「リスクオン」と株価の分水嶺
今週の国内株市場ですが、これまでのところ方向感に欠ける展開となっています。週初の6月27日(月)と28日(火)は先週からの株価復調の流れを引き継ぎ、日経平均は27,000円台を回復する場面も見られましたが、その後は失速気味となっています。
テクニカル分析的には、日経平均が27,000円台に乗せた28日(火)のローソク足の形を見ると、25日と75日の2本の移動平均線をまたいで上昇する「2本上抜け」となっており、先高観が強まるパターンだったのですが、実際には上値を伸ばせず、30日(木)の取引開始時点での株価は2本の移動平均線よりも下に位置しています。
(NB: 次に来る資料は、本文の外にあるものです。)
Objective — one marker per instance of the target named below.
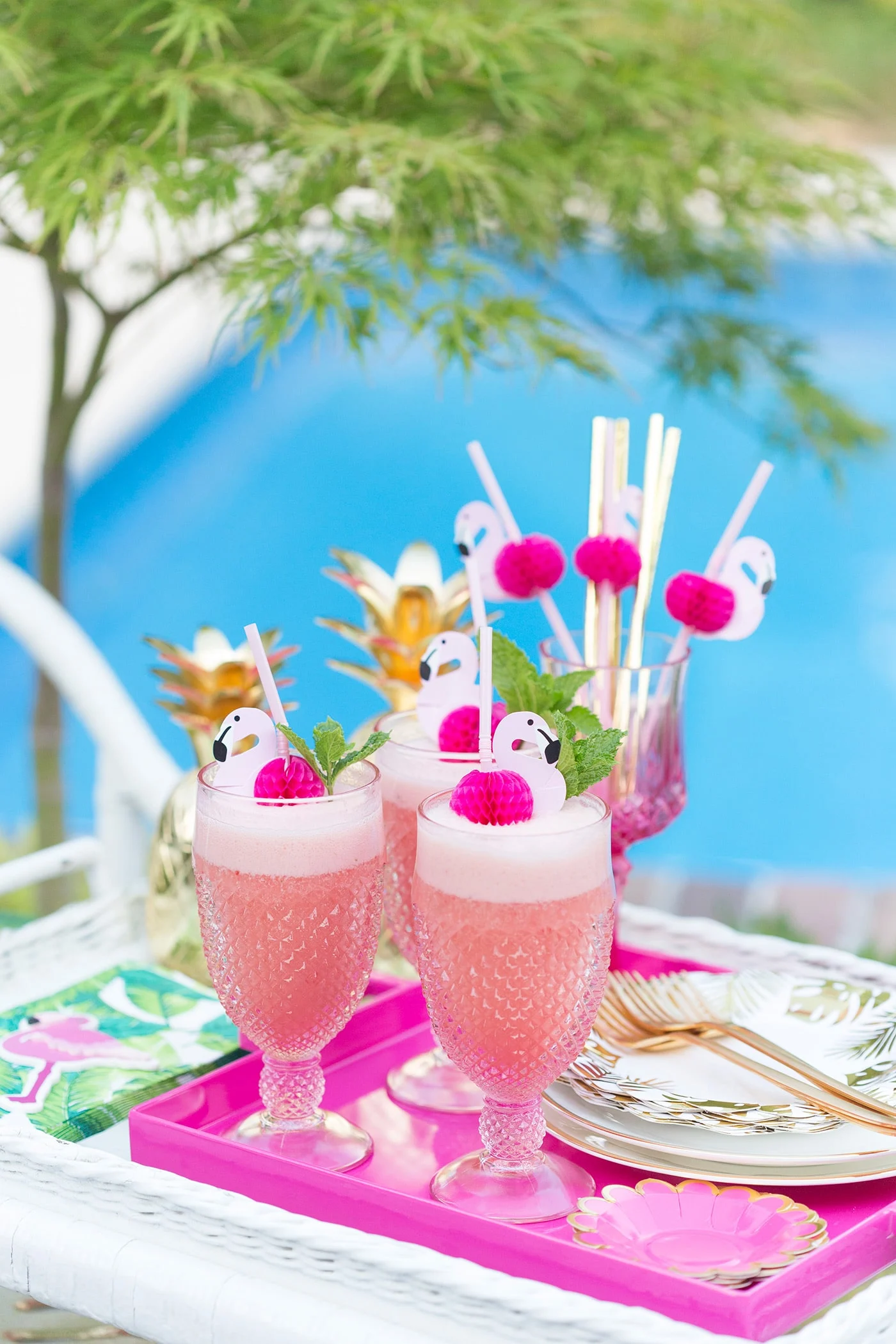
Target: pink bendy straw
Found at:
(269, 686)
(486, 753)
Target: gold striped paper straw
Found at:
(595, 518)
(671, 442)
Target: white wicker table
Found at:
(180, 1262)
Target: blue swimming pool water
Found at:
(223, 514)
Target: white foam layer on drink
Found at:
(301, 839)
(545, 859)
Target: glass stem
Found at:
(512, 1133)
(292, 1092)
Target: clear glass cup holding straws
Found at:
(413, 768)
(646, 788)
(513, 932)
(291, 899)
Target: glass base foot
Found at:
(552, 1188)
(433, 1082)
(332, 1144)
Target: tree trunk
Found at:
(62, 415)
(47, 711)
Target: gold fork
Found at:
(656, 1014)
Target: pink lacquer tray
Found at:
(182, 1132)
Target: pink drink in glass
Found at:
(513, 931)
(413, 768)
(291, 897)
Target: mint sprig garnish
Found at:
(332, 753)
(585, 760)
(523, 687)
(588, 750)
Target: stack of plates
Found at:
(688, 1113)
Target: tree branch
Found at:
(187, 269)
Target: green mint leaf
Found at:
(583, 761)
(595, 756)
(570, 683)
(330, 745)
(301, 746)
(583, 718)
(332, 756)
(508, 662)
(523, 687)
(566, 761)
(372, 745)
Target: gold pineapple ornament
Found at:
(202, 686)
(402, 614)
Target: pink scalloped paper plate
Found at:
(731, 1235)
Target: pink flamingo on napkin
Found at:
(66, 1041)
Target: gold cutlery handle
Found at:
(769, 1047)
(805, 1091)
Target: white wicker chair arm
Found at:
(72, 856)
(70, 659)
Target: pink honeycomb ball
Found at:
(292, 778)
(609, 559)
(699, 602)
(460, 730)
(493, 797)
(530, 566)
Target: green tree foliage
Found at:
(421, 163)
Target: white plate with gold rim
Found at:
(589, 1137)
(847, 1031)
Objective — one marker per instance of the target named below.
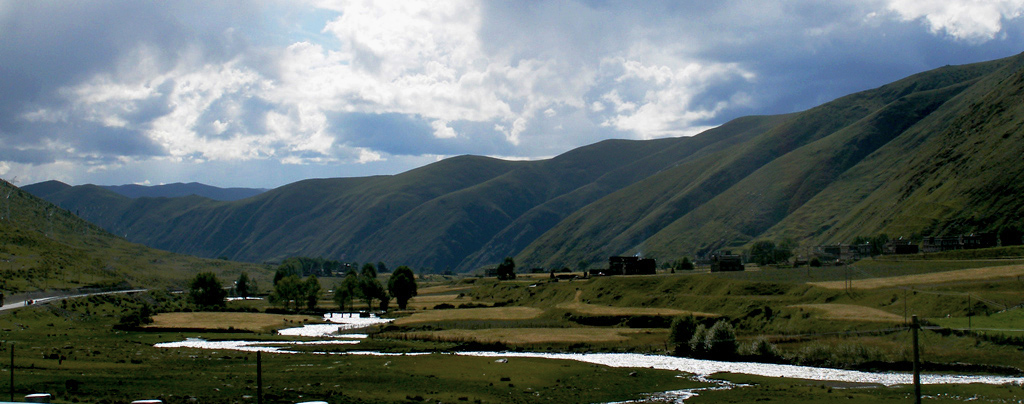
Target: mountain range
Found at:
(935, 153)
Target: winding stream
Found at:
(701, 368)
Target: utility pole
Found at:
(904, 306)
(12, 372)
(916, 359)
(259, 377)
(969, 312)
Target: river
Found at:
(698, 367)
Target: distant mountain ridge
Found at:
(935, 153)
(176, 189)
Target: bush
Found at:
(720, 342)
(762, 351)
(680, 332)
(696, 342)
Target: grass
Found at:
(103, 365)
(760, 389)
(522, 337)
(852, 313)
(973, 274)
(492, 313)
(1010, 322)
(256, 322)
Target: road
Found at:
(43, 301)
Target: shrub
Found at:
(680, 332)
(763, 351)
(720, 342)
(696, 342)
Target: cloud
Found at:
(343, 87)
(971, 20)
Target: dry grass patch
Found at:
(532, 335)
(598, 310)
(491, 313)
(851, 313)
(243, 321)
(931, 278)
(443, 289)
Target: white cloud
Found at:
(667, 107)
(441, 130)
(975, 20)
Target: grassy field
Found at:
(256, 322)
(532, 337)
(491, 313)
(1009, 322)
(972, 274)
(851, 313)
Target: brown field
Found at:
(931, 278)
(428, 302)
(598, 310)
(491, 313)
(247, 321)
(535, 335)
(444, 289)
(851, 313)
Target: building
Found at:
(726, 261)
(631, 266)
(901, 247)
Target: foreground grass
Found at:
(255, 322)
(75, 354)
(793, 391)
(973, 274)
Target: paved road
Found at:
(43, 301)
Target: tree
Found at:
(680, 332)
(369, 270)
(684, 265)
(243, 285)
(311, 290)
(370, 288)
(506, 270)
(401, 285)
(763, 253)
(288, 289)
(206, 290)
(344, 292)
(720, 342)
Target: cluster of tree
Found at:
(689, 338)
(506, 270)
(683, 264)
(206, 292)
(361, 284)
(401, 285)
(245, 286)
(767, 253)
(878, 242)
(305, 266)
(292, 292)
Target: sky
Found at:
(265, 93)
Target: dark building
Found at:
(726, 261)
(631, 266)
(901, 247)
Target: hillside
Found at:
(47, 249)
(934, 153)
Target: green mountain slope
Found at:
(934, 153)
(47, 249)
今年に入ってからの日経平均の値動きを辿ると、27,000円水準はリスクの「オン」と「オフ」の分かれ目となっている場面が多く、それがあらためて意識させられた格好です。
また、前回のコラムでも触れましたが、足元の株式市場は「ベア・マーケットラリー」がこのまま続いてしまうのかどうかを見極める局面にあります。「インフレが収束する前に景気が減速するのではないか?」という懸念は根強く、インフレの動向やそれに伴う国内外の金融政策への思惑、そして景気への影響という「三つ巴」の構図でムードが揺れ動き、経済指標や企業業績、要人発言などによって敏感に反応しやすい相場地合いであることに変わりはありません。
今週は、「ゼロコロナ政策」を掲げる中国で水際対策の緩和方針が発表されたことや、四半期末に向けた機関投資家などによる株式のリバランス調整の買い観測などが相場の支援材料となった反面、28日(火)に公表された米6月消費者信頼感指数が冴えない結果だったほか、29日(水)には、パウエル米FRB議長が講演で、「FRBが経済のソフトランディング(軟着陸)を達成できる保証はない」、「最大の間違いは物価安定の回復に失敗することだ」と発言し、ある程度の景気減速を許容してでも利上げを続ける姿勢を示したことが相場の重石となっています。
今後のスケジュールを確認すると、月初恒例の米雇用統計の公表が翌週8日(金)に持ち越されるほか、最近の株式市場にとって「鬼門」の米CPI(消費者物価指数)も13日(水)に公表されるなど、カレンダー的に注目の米経済指標が後ろ倒しになっているだけでなく、さらにその頃には決算発表シーズン入りし始めるタイミングでもあります。
したがって、目先で株高が進んだとしても、次の「ヤマ場」が7月半ば以降にやってくることになりますので、その賞味期限が短くなるかもしれないことには注意しておく必要がありそうです。